Is There A Wigga In Da House? Yes, Sir, Me, Sir, Tim Tim Fucking Dim Westwood

Is there a Wigga in the house? I said,  is there a Wigga in the house? Damn right there’s a muthafucking Wigga in the house, and it’s the biggest muthafucking Wigga out there – the Big Dawg (the word is ‘dog,’ Tim) himself, middle class bishop’s son from the hood of Peterborough.

I first encountered this creature, this artifice, this talentless conch, on a late night music tv programme my father was watching. I couldn’t sleep because of the explosions and he let me stay up to watch this show where Westwood was reviewing videos along with another man who I now realise was Craig Charles. “Why is this white man speaking in a silly voice?” was my  childish enquiry of my father. To which my father replied, and I remember his words vividly, “He is a deluded soul who has no idea of black people’s suffering and uses it for his own ends.” It was even more embarassing in that Charles was clearly mixed race and should have objected to this appropriation of a culture Westwood had no part of. Anyway, that was that. I thought no more of it. We moved from Beirut to Paris after my mother’s death and Paris had no need of a white man pretending to be black.

It was only when I moved to London I realised that not only was this same man still deluded by the colour of his skin but that he was actually making a very profitable living out of it. I genuinely was shocked. I know lots of black people who have real connections with the music genre Westwood deals in, so why, in this class ridden society you have here, is there a white man at the forefront? Oh I seem to have just answered that.
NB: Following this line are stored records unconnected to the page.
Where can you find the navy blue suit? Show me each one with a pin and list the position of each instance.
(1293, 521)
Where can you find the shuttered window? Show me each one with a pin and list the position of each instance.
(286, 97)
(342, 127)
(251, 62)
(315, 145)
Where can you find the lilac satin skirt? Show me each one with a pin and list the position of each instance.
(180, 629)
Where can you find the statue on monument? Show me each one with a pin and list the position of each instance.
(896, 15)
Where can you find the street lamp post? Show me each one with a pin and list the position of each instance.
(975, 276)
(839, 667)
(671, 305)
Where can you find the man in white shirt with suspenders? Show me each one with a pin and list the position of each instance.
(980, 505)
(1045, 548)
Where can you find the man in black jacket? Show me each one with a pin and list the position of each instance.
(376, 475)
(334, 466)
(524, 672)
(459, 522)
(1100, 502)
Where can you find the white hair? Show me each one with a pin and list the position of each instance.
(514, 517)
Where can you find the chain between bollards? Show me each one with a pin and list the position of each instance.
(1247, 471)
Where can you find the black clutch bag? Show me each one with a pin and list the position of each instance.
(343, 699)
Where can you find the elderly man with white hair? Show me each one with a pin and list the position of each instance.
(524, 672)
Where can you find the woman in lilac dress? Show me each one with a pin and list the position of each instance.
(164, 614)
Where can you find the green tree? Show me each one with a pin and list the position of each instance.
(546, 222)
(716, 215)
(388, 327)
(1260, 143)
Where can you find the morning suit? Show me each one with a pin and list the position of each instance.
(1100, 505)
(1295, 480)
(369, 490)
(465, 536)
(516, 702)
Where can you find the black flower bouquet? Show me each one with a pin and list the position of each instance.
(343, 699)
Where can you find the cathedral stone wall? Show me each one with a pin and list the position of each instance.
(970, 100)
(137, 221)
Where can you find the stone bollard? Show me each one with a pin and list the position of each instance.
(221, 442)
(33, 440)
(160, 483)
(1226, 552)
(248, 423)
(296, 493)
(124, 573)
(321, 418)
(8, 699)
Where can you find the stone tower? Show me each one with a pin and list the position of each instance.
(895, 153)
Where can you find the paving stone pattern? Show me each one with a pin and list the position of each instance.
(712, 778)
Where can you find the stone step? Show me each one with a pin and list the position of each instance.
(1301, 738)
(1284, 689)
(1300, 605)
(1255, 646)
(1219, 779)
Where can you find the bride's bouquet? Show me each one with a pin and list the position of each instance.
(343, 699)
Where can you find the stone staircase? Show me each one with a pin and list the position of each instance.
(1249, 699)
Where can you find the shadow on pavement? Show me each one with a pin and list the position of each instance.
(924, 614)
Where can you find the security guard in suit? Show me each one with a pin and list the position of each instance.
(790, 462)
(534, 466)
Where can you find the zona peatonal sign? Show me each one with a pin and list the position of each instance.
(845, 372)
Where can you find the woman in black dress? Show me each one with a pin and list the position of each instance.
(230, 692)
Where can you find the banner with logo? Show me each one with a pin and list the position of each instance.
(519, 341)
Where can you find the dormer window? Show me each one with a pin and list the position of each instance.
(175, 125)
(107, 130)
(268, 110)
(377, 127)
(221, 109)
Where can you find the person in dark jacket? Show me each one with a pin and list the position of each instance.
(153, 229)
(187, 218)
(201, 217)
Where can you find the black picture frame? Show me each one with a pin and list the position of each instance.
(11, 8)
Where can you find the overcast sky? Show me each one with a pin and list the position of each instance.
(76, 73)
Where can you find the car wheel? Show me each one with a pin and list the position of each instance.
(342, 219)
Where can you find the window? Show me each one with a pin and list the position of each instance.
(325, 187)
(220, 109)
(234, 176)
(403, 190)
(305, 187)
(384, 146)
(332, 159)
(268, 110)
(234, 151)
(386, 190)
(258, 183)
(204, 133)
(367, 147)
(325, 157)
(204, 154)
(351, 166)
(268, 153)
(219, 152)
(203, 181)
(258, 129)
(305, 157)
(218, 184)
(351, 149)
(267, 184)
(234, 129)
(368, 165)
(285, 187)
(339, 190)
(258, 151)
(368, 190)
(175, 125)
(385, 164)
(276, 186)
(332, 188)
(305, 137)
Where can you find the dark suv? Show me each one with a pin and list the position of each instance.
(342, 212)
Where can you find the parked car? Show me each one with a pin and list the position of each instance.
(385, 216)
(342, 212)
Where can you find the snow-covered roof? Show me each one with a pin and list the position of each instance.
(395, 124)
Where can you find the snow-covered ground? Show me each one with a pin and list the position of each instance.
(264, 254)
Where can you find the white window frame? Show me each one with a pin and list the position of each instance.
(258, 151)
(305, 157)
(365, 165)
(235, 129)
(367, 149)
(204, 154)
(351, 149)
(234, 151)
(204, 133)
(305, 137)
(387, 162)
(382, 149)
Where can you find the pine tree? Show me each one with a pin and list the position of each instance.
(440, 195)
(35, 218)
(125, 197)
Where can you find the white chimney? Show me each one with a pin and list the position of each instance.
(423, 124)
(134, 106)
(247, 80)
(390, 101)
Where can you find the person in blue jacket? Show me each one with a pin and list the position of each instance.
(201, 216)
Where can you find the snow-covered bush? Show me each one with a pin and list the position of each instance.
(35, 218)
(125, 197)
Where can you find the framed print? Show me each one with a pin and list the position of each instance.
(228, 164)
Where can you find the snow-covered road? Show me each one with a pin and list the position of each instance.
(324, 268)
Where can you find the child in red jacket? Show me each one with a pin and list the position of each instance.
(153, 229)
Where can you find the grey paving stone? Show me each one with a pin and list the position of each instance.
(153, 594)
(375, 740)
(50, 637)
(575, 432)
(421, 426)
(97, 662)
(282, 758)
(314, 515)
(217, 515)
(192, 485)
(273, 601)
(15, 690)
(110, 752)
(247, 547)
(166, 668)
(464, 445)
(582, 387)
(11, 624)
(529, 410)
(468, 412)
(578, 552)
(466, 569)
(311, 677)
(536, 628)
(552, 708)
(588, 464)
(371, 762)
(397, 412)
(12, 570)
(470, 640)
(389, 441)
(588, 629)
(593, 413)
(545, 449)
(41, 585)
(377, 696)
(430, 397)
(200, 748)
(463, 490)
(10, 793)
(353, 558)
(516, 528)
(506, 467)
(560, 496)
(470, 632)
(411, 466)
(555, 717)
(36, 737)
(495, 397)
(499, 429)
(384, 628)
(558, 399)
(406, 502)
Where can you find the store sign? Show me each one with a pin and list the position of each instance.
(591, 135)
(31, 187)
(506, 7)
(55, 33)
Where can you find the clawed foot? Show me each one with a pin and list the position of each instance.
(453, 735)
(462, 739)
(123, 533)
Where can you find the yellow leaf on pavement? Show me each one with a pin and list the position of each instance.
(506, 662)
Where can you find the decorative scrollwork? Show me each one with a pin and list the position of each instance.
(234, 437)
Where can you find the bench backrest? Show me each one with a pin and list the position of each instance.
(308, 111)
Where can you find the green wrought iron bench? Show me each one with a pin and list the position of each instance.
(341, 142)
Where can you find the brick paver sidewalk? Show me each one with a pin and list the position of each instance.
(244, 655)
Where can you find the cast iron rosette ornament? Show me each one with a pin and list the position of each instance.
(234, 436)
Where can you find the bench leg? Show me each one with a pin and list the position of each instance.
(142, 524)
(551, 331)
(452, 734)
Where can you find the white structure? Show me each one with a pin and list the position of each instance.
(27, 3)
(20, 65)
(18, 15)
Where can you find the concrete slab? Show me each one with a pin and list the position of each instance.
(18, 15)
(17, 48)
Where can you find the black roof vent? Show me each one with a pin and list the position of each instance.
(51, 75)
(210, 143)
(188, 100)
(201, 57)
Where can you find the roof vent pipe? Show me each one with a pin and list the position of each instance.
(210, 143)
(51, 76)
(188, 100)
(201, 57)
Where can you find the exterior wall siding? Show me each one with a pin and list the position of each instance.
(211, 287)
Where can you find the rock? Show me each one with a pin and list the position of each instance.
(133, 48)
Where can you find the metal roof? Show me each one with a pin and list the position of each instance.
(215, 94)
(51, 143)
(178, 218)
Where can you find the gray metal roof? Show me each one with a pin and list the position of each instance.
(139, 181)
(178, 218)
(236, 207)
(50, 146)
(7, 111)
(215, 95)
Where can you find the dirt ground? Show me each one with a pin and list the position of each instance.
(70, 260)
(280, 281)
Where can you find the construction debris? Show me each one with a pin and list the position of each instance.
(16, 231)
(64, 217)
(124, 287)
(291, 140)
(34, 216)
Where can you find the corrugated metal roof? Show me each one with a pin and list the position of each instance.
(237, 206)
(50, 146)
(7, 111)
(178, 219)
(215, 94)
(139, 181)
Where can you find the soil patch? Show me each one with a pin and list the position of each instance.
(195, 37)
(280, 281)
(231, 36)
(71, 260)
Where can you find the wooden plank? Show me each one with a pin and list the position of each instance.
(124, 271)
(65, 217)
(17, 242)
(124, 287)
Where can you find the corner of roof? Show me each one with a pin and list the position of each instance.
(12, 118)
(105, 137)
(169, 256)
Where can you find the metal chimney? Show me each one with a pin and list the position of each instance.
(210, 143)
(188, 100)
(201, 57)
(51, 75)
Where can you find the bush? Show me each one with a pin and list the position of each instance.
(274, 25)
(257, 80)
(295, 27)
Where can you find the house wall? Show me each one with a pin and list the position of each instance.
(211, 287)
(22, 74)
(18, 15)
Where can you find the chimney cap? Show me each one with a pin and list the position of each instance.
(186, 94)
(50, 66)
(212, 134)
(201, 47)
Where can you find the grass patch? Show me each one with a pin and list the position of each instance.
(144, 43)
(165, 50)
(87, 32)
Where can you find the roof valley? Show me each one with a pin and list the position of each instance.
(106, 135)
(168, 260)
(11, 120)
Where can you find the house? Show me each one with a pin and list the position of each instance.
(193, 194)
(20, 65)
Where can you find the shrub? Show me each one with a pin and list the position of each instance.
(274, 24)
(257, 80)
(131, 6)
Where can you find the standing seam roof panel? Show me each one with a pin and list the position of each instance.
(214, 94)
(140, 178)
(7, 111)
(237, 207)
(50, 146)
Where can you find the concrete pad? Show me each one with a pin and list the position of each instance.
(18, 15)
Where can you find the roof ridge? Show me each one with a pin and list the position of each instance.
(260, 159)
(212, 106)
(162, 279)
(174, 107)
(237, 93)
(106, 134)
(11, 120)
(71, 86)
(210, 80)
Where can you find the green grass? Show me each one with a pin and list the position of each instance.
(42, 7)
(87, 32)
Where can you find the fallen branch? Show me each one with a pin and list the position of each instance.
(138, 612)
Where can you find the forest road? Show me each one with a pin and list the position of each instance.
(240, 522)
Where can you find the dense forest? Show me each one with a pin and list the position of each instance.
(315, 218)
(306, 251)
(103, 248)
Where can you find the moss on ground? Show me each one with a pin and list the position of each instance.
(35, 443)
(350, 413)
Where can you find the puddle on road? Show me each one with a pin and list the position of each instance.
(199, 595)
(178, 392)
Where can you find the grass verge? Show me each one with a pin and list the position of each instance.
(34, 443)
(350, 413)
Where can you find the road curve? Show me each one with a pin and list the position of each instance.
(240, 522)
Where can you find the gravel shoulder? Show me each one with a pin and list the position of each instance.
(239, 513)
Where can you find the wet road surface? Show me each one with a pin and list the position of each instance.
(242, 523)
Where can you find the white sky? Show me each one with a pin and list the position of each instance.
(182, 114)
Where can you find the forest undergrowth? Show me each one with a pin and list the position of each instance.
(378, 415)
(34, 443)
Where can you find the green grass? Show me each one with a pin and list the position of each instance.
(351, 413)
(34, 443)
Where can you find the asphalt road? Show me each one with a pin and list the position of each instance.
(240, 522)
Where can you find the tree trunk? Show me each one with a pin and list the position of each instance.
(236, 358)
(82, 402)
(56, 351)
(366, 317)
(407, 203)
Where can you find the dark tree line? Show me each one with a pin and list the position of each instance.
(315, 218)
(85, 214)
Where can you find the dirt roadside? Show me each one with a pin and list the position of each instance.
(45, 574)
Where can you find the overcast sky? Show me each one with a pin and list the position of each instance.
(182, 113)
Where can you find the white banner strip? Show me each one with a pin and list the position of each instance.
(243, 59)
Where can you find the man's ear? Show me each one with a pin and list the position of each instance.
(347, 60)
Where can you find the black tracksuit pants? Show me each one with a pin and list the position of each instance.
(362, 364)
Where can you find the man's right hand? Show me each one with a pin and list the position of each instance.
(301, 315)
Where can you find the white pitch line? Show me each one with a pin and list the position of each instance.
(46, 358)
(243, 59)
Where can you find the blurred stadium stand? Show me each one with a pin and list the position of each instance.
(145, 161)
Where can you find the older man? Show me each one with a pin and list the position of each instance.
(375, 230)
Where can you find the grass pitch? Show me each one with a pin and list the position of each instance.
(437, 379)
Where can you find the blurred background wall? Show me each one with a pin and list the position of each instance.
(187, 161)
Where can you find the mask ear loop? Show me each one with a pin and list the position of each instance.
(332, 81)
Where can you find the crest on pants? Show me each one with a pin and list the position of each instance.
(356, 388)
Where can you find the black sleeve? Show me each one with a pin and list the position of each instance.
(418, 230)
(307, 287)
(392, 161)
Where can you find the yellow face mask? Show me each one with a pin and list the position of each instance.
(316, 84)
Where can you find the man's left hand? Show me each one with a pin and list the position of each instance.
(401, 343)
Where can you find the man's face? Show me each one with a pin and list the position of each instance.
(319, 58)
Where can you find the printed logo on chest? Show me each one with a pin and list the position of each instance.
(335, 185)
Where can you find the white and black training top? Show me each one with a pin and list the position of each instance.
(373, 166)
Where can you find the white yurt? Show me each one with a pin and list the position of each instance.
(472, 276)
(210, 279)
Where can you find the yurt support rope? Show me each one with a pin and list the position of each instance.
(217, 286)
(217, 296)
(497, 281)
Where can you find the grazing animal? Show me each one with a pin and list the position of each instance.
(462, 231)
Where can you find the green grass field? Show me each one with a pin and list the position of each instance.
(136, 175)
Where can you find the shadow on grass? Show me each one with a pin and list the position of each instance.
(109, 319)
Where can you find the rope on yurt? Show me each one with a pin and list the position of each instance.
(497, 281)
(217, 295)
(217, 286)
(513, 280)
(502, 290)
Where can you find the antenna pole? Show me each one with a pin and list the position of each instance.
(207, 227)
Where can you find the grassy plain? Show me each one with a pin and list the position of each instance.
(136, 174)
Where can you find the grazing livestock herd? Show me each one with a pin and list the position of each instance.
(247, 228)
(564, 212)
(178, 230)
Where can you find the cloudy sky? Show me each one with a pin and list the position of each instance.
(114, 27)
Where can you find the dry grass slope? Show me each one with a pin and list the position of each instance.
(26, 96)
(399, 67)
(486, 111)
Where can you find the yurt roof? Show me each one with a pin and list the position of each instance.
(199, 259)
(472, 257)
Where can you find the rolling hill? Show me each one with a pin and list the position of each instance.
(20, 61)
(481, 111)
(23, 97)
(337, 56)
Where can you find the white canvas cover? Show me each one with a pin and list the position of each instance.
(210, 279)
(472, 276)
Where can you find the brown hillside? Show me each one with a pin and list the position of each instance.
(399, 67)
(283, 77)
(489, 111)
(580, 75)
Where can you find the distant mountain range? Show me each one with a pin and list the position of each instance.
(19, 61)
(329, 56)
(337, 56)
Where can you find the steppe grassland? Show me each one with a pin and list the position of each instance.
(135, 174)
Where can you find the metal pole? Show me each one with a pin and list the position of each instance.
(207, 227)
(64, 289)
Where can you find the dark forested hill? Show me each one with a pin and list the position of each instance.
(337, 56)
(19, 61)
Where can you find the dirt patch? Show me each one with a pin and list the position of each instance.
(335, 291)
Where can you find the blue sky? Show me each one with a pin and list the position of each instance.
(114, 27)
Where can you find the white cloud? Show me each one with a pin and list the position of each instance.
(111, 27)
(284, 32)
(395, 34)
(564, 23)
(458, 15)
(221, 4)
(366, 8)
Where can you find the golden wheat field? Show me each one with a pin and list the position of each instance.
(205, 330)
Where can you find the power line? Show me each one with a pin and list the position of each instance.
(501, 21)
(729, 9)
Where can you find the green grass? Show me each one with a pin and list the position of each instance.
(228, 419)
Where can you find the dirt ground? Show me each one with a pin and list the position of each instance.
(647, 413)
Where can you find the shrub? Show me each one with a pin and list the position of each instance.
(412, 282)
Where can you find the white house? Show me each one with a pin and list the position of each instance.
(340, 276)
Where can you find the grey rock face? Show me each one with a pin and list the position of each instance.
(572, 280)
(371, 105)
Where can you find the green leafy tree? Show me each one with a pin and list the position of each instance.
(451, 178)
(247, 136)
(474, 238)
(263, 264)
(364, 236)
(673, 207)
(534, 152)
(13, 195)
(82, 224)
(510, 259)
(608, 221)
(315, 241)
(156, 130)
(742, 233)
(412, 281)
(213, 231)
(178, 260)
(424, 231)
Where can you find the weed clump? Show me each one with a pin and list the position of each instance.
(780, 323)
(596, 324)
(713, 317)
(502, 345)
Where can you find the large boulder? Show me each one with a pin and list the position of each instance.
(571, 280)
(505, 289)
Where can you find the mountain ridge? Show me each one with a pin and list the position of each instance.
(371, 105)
In America, for all its racism,  it simply wouldn’t be tolerated and yet because Timothy went to public school and his father is a bishop he gets on in life – to the detriment of those more deserving.

So, as the years go on, he drops the ‘Tim’ (too middle class) and becomes ‘Westwood’ (sounds more American, more street). Maybe next he’ll drop the ‘West’ and simply become ‘Wood.’ I’ve had the misfortune to hear interviews with him where he talks nonchalantly about “pimping” and claims that American strip clubs “are proper nights of entertainment.” For you and the other men who can afford to jerk off at these places, maybe: try telling that to the girls who are trying to put a meal on the table for their family. Listening to him, you would think he was best friends with all the major rap stars. Not since Lester Bangs has there been a bigger starfucker – but at least Bangs had talent.

And all these stars whose arses you so assiduously lick, do you want to know what they think of you, Timothy? Because this is your punishment. I shall line them up so they can bitch slap you in the way you deserve because I know they are desperate to do it. Anyone that can steal another person’s culture and profit from it in the naked way you have done deserves no less. Oh and that drive by shooting – congratulations on making it look so convincing.